Um outro alemão teve importância na história de Bananeiras em épocas mais remotas. Chegou trazido sob custódia, do Recife, pelo cafeicultor Antonio Alves da Rocha, filho do Comendador Felinto e neto do Barão de Araruna, para montar uma usina de beneficiamento de café e de arroz. Esse alemão, chamado Wildt, era engenheiro mecânico e estava detido em função da primeira grande guerra. Antonio Rocha conseguiu sua liberação, e mediante assinatura de um termo de responsabilidade trouxe o alemão para Bananeiras.
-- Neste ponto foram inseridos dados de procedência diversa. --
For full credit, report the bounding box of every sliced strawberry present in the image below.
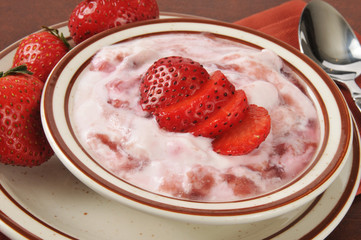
[155,70,235,132]
[139,57,271,156]
[212,104,271,155]
[190,89,248,138]
[140,56,210,113]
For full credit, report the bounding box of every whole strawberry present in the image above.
[129,0,159,20]
[68,0,159,44]
[12,27,70,82]
[0,66,53,167]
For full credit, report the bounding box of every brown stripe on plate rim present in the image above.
[0,184,76,239]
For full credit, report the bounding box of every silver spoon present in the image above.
[298,0,361,112]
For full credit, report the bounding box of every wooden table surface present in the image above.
[0,0,360,239]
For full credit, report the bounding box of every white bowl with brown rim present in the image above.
[41,18,353,224]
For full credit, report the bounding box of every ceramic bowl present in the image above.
[41,18,353,224]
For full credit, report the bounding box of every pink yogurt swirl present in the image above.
[71,33,320,202]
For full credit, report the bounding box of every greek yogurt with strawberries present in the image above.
[71,33,320,202]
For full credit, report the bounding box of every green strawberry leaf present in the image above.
[0,65,33,78]
[42,26,71,50]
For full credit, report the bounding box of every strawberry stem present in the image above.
[0,65,33,78]
[42,26,71,50]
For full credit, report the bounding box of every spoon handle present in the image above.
[339,79,361,113]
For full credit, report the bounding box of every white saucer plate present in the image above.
[0,19,360,240]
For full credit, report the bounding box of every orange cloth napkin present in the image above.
[235,0,306,49]
[235,0,361,196]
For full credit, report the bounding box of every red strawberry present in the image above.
[12,27,70,82]
[139,57,271,156]
[68,0,159,44]
[155,70,235,132]
[0,66,53,167]
[212,104,271,155]
[140,56,210,113]
[190,89,248,138]
[129,0,159,20]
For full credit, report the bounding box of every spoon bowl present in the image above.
[299,0,361,111]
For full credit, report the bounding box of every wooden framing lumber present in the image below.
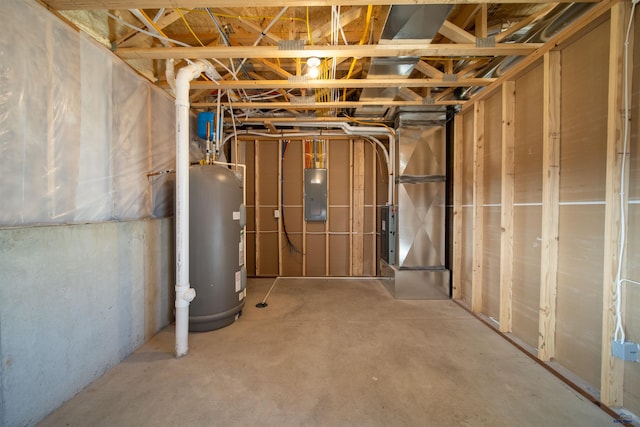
[349,139,354,277]
[352,139,365,276]
[499,81,515,333]
[461,0,614,113]
[601,0,632,407]
[471,101,485,312]
[192,100,465,109]
[182,78,497,90]
[278,139,283,276]
[117,43,543,60]
[254,139,261,276]
[452,114,464,300]
[538,51,561,362]
[438,20,476,44]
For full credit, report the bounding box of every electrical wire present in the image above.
[614,0,637,344]
[280,140,303,254]
[176,8,205,47]
[343,114,394,134]
[344,5,373,101]
[306,7,313,45]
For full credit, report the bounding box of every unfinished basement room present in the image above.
[1,0,640,425]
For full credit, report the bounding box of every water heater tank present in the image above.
[189,164,246,331]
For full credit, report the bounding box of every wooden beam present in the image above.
[252,58,293,79]
[454,4,482,30]
[452,114,464,300]
[471,100,484,313]
[182,77,497,90]
[397,87,423,102]
[47,0,600,10]
[475,4,488,38]
[538,51,561,362]
[193,100,465,109]
[117,43,543,60]
[352,139,365,276]
[117,9,184,47]
[601,0,632,408]
[456,59,489,78]
[439,20,477,44]
[414,60,444,79]
[499,81,515,333]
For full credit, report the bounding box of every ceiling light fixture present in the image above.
[307,57,321,68]
[306,57,321,79]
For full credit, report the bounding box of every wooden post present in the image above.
[372,141,377,276]
[475,4,488,38]
[500,81,516,333]
[601,0,632,407]
[349,138,354,276]
[471,101,485,312]
[538,51,561,362]
[302,138,307,276]
[277,139,283,276]
[254,139,261,276]
[353,139,365,276]
[326,139,330,276]
[452,114,464,300]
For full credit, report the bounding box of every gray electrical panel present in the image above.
[304,168,327,222]
[381,205,397,264]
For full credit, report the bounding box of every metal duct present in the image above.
[355,5,453,117]
[455,2,594,100]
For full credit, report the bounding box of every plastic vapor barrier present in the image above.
[0,0,177,226]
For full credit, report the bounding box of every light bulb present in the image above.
[307,66,319,79]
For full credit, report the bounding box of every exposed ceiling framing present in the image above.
[41,0,606,120]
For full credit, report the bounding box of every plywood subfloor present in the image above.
[39,278,614,426]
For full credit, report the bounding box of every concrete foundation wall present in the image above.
[0,218,174,427]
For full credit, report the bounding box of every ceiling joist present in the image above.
[117,43,542,60]
[192,100,465,109]
[44,0,599,11]
[175,77,496,90]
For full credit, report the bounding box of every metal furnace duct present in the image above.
[354,4,453,117]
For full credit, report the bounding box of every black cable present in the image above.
[280,140,303,254]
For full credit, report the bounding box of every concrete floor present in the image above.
[39,278,614,426]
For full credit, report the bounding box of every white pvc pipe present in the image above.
[220,128,395,204]
[174,61,212,358]
[254,122,397,204]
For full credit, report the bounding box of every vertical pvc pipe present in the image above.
[174,62,205,357]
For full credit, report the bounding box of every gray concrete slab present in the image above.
[39,278,615,427]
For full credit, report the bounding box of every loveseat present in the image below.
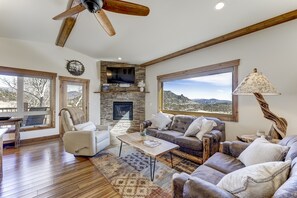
[172,135,297,198]
[141,115,225,163]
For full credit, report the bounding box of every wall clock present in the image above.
[66,60,85,76]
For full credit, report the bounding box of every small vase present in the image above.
[140,130,146,136]
[140,87,144,92]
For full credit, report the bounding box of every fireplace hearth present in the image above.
[113,102,133,120]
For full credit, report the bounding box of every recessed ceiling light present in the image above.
[215,2,225,10]
[118,57,122,60]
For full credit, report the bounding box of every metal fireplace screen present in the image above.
[113,102,133,120]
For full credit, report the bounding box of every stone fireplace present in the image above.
[100,61,145,139]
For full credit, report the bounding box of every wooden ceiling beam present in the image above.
[140,9,297,67]
[55,0,81,47]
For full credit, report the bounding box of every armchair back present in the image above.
[59,107,86,137]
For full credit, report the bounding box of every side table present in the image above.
[0,128,8,177]
[0,118,23,148]
[237,134,279,144]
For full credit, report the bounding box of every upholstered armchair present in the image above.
[59,108,110,156]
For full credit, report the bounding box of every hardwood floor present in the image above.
[0,139,121,198]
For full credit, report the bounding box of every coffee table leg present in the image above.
[119,141,123,157]
[170,152,174,168]
[149,156,156,181]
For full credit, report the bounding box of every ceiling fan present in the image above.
[53,0,150,36]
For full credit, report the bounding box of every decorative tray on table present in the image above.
[143,139,161,148]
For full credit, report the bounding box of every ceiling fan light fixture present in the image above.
[215,2,225,10]
[82,0,103,13]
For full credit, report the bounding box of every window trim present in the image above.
[157,59,239,122]
[0,66,57,131]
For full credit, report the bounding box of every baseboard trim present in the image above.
[21,135,60,145]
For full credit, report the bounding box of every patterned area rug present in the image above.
[89,145,199,198]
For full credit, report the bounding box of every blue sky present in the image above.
[164,72,232,101]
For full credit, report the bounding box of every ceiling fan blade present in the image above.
[94,11,116,36]
[53,4,86,20]
[103,0,150,16]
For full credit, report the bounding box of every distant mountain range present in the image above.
[67,91,81,100]
[192,98,232,105]
[163,91,232,114]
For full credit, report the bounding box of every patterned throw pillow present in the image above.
[217,160,291,197]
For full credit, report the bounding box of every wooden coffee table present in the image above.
[117,132,179,181]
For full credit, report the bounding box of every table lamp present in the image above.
[233,68,287,139]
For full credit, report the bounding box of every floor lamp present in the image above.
[233,68,287,139]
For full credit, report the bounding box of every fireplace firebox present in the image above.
[113,102,133,120]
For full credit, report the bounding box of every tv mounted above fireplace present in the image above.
[106,67,135,84]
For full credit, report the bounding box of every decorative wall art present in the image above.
[66,60,85,76]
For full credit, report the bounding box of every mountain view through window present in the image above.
[163,72,232,114]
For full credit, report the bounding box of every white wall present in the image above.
[0,37,100,140]
[145,20,297,141]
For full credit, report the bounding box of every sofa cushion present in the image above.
[150,112,172,130]
[217,160,291,198]
[238,137,289,166]
[191,164,225,185]
[156,130,184,143]
[273,158,297,197]
[95,130,109,143]
[175,136,203,151]
[170,115,195,133]
[146,128,159,137]
[196,119,217,140]
[206,117,226,141]
[184,177,235,198]
[285,142,297,162]
[204,152,245,174]
[61,110,75,131]
[184,116,204,137]
[279,135,297,147]
[74,121,96,131]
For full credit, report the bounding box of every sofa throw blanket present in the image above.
[59,107,86,125]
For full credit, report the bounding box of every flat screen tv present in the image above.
[106,67,135,84]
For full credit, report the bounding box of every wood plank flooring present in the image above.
[0,139,121,198]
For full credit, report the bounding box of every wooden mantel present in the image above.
[141,9,297,67]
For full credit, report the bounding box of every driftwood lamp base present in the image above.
[253,93,287,139]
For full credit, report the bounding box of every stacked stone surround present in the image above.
[100,61,145,139]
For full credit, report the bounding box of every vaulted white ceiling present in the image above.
[1,0,297,64]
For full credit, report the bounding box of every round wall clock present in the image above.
[66,60,85,76]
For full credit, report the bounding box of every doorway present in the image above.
[59,76,89,136]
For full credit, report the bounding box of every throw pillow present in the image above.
[184,116,204,137]
[196,119,217,140]
[150,112,172,130]
[217,160,291,197]
[238,137,289,166]
[74,121,96,131]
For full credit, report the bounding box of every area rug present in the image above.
[89,145,199,198]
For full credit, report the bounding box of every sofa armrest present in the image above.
[202,130,223,162]
[140,120,152,131]
[172,172,191,198]
[220,141,250,158]
[96,125,111,131]
[63,130,96,155]
[183,177,235,198]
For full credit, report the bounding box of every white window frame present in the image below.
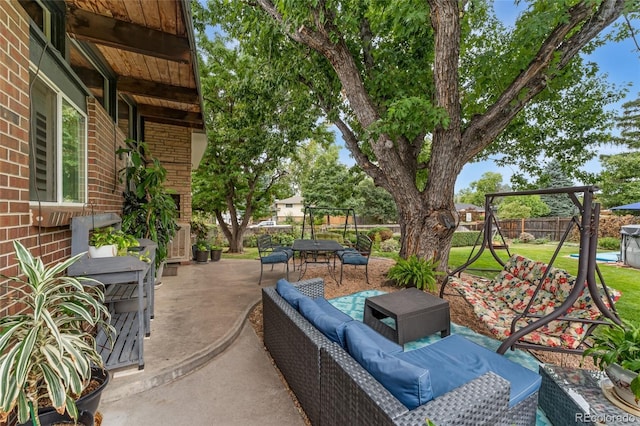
[29,70,88,206]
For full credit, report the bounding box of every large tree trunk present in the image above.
[215,211,246,253]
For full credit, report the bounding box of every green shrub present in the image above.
[367,227,393,241]
[599,237,620,251]
[243,235,258,248]
[380,239,399,252]
[387,256,439,291]
[451,231,481,247]
[316,232,344,243]
[533,238,549,245]
[277,233,295,247]
[519,232,535,243]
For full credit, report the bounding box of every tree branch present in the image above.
[462,0,626,162]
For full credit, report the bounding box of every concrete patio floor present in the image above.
[98,259,305,425]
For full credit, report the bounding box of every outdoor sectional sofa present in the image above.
[262,278,542,426]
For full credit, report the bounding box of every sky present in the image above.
[334,2,640,193]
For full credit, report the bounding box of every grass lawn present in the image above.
[224,242,639,323]
[448,243,640,325]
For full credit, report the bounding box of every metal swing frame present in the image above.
[440,185,621,354]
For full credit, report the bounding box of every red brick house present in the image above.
[0,0,206,315]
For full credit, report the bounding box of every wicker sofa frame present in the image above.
[262,278,539,425]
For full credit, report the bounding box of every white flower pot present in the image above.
[88,244,117,258]
[606,363,640,409]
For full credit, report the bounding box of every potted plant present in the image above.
[387,255,440,291]
[190,216,209,261]
[117,139,178,274]
[0,241,114,426]
[209,230,224,262]
[583,319,640,409]
[89,226,139,258]
[194,241,210,264]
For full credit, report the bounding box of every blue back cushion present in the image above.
[276,279,308,310]
[344,322,433,409]
[313,298,354,323]
[298,297,352,345]
[343,321,403,355]
[395,335,541,407]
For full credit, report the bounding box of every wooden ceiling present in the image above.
[65,0,204,129]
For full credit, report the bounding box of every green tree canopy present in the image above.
[201,0,635,266]
[457,172,510,207]
[299,143,359,210]
[354,178,398,224]
[498,195,551,219]
[537,165,577,217]
[192,35,332,251]
[598,94,640,210]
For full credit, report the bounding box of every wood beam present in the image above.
[142,116,204,130]
[117,76,200,105]
[138,104,203,125]
[66,7,191,63]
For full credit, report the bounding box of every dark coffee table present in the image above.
[363,288,450,345]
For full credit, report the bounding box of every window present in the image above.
[19,0,65,52]
[285,203,293,208]
[29,74,87,204]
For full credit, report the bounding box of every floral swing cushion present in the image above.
[448,255,621,349]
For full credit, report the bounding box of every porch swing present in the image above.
[439,185,622,355]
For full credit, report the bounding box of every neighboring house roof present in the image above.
[275,195,304,204]
[455,203,483,211]
[65,0,205,130]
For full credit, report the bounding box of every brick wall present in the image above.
[144,121,193,221]
[0,0,32,315]
[87,98,128,212]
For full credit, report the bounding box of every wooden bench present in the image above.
[67,213,156,371]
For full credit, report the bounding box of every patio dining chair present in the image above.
[336,234,372,284]
[257,234,292,285]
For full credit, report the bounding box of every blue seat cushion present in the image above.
[344,323,433,409]
[274,247,293,259]
[341,253,368,265]
[342,321,402,355]
[276,279,309,310]
[261,251,289,264]
[313,298,354,324]
[336,248,356,260]
[298,297,352,345]
[394,335,541,407]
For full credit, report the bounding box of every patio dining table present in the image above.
[292,239,345,282]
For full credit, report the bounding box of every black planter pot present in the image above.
[195,250,209,263]
[210,249,222,262]
[18,367,109,426]
[30,410,94,426]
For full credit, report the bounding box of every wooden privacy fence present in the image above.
[468,217,574,241]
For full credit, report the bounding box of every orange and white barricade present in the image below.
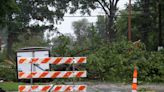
[51,85,87,92]
[18,57,86,64]
[132,66,138,92]
[19,85,87,92]
[19,85,52,92]
[18,57,87,92]
[18,71,87,79]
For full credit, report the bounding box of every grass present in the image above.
[0,82,23,91]
[138,88,156,92]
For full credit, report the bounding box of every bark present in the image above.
[108,12,115,42]
[99,0,118,42]
[158,0,162,46]
[108,0,117,42]
[7,33,14,59]
[141,0,150,43]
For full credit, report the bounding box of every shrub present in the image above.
[87,40,164,83]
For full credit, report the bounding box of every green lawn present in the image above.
[0,82,23,91]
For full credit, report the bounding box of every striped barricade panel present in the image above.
[19,85,52,92]
[18,71,87,79]
[51,85,87,92]
[19,85,87,92]
[18,57,86,64]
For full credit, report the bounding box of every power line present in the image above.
[62,13,148,18]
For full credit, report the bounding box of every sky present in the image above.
[55,0,134,36]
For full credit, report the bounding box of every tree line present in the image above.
[0,0,163,82]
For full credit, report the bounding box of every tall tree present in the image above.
[72,18,102,56]
[5,0,61,59]
[51,35,73,57]
[0,0,19,24]
[96,16,107,41]
[72,19,91,44]
[158,0,162,47]
[116,0,164,50]
[0,0,19,51]
[54,0,120,42]
[139,0,150,46]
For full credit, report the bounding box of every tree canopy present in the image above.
[0,0,164,84]
[0,0,19,24]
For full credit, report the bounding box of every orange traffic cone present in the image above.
[132,66,138,92]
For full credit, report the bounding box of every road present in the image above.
[1,82,164,92]
[86,82,164,92]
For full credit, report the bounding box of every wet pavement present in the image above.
[7,82,164,92]
[87,88,129,92]
[86,82,164,92]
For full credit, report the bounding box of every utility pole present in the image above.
[128,0,132,41]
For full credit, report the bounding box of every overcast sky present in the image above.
[55,0,134,36]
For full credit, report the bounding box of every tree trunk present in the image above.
[107,6,116,42]
[7,33,14,59]
[158,0,162,46]
[141,0,150,44]
[108,16,115,42]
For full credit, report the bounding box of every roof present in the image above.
[17,47,50,52]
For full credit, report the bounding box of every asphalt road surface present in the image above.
[86,82,164,92]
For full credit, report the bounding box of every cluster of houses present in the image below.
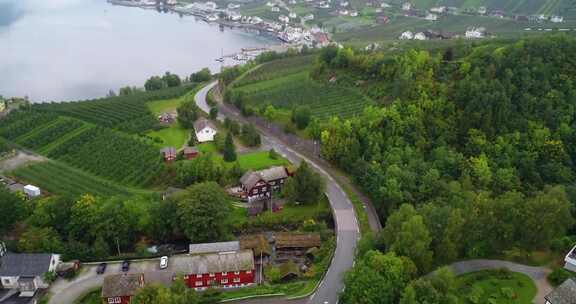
[100,233,321,304]
[399,26,486,40]
[160,118,217,162]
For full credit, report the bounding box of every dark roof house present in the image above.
[545,278,576,304]
[0,254,54,277]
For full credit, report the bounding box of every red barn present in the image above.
[177,250,255,290]
[160,147,177,162]
[183,147,199,160]
[101,273,144,304]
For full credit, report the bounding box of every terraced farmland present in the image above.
[12,161,134,198]
[15,117,86,151]
[47,127,164,187]
[33,85,194,133]
[234,55,316,87]
[235,71,373,120]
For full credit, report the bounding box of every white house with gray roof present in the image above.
[0,252,60,297]
[194,118,217,143]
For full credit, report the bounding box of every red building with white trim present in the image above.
[178,250,255,290]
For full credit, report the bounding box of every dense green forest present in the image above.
[305,35,576,302]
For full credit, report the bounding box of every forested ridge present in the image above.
[315,35,576,277]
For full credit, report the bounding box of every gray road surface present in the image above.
[195,81,360,304]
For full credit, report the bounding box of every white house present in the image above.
[271,6,280,12]
[429,6,445,13]
[380,2,390,8]
[551,15,564,23]
[205,1,217,10]
[194,118,218,143]
[402,2,412,11]
[289,12,297,19]
[228,11,242,21]
[279,15,290,23]
[414,32,427,40]
[266,1,275,6]
[23,185,41,198]
[0,250,60,298]
[302,14,314,21]
[425,13,438,21]
[349,10,358,17]
[564,245,576,272]
[465,27,485,39]
[477,6,487,15]
[399,30,414,40]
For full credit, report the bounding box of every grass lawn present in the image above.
[220,280,318,301]
[146,87,198,115]
[230,196,330,231]
[74,289,101,304]
[146,123,189,148]
[197,142,218,153]
[236,151,289,171]
[456,270,537,304]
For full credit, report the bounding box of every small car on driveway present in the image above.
[160,256,168,269]
[96,263,107,274]
[121,260,130,272]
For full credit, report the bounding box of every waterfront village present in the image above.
[109,0,571,52]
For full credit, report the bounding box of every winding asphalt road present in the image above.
[195,81,360,304]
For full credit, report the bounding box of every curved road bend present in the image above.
[196,81,360,304]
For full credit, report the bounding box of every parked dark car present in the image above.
[121,260,130,272]
[96,263,107,275]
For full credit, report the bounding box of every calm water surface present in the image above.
[0,0,274,102]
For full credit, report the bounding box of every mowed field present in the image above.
[232,56,374,120]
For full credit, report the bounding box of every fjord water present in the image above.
[0,0,273,102]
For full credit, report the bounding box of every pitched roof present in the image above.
[0,253,54,277]
[194,118,217,132]
[183,147,199,154]
[240,234,271,256]
[240,171,264,190]
[274,233,321,249]
[175,250,254,274]
[260,166,288,181]
[101,273,145,298]
[160,147,176,154]
[545,278,576,304]
[189,241,240,255]
[240,167,288,190]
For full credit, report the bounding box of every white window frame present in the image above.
[196,274,203,279]
[195,281,203,287]
[222,272,227,276]
[209,273,215,277]
[221,278,228,284]
[246,270,252,274]
[253,188,259,194]
[233,277,241,283]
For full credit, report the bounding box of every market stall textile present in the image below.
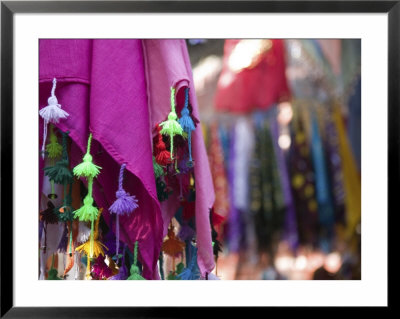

Este, logo cedo encantou-se com uma filha do seu guardião, conhecida como Dina.O casamento não demorou, mas essa família cresceria sem o pai, acometido de febre tifóide e falecido prematuramente. Uma de suas filhas – Herta, viria a ser avó da primeira coronel da Policia Militar da Paraíba- Cristiane Wildt.
Mas o alemão da minha história é outro. Seu Guilherme era um comerciante nato. Tal uma fênix, renasceu das cinzas, literalmente. Sua casa de comércio em Borborema vendia de tudo. Tecidos, material elétrico, ferro, parafusos, prego, graxa, óleo lubrificante, gasolina, querosene e até água destilada para renovar baterias. Meu pai, como seu sócio, era cumpridor do ritual da severidade germânica. A grave enfermidade do alemão levou-o de volta à família, no Recife. Com o seu falecimento, meu pai compraria a parte dele na empresa. Bastou ficar sozinho e se encantar com os acenos da política, para jogar fora o que amealhara durante anos. Quebrou.
O que quebrou também foi um gramofone de cordas do alemão. Na mudança apressada, a geringonça jogada por cima de um muro, caiu na cabeça de Antonio Souto, filho de outro com o mesmo nome que Arnóbio Viana batizou uma escola na Vila Gama. Souto foi o menino que ajudou meu pai no esforço de salvar alguma coisa do alemão. Carregou para sempre uma cicatriz na testa. A geringonça funcionava pressionando-se e rodando o dedo sobre o disco. Era meu brinquedo preferido. A música alemã arranhada por uma agulha enferrujada, ainda hoje ressoa nos meus ouvidos.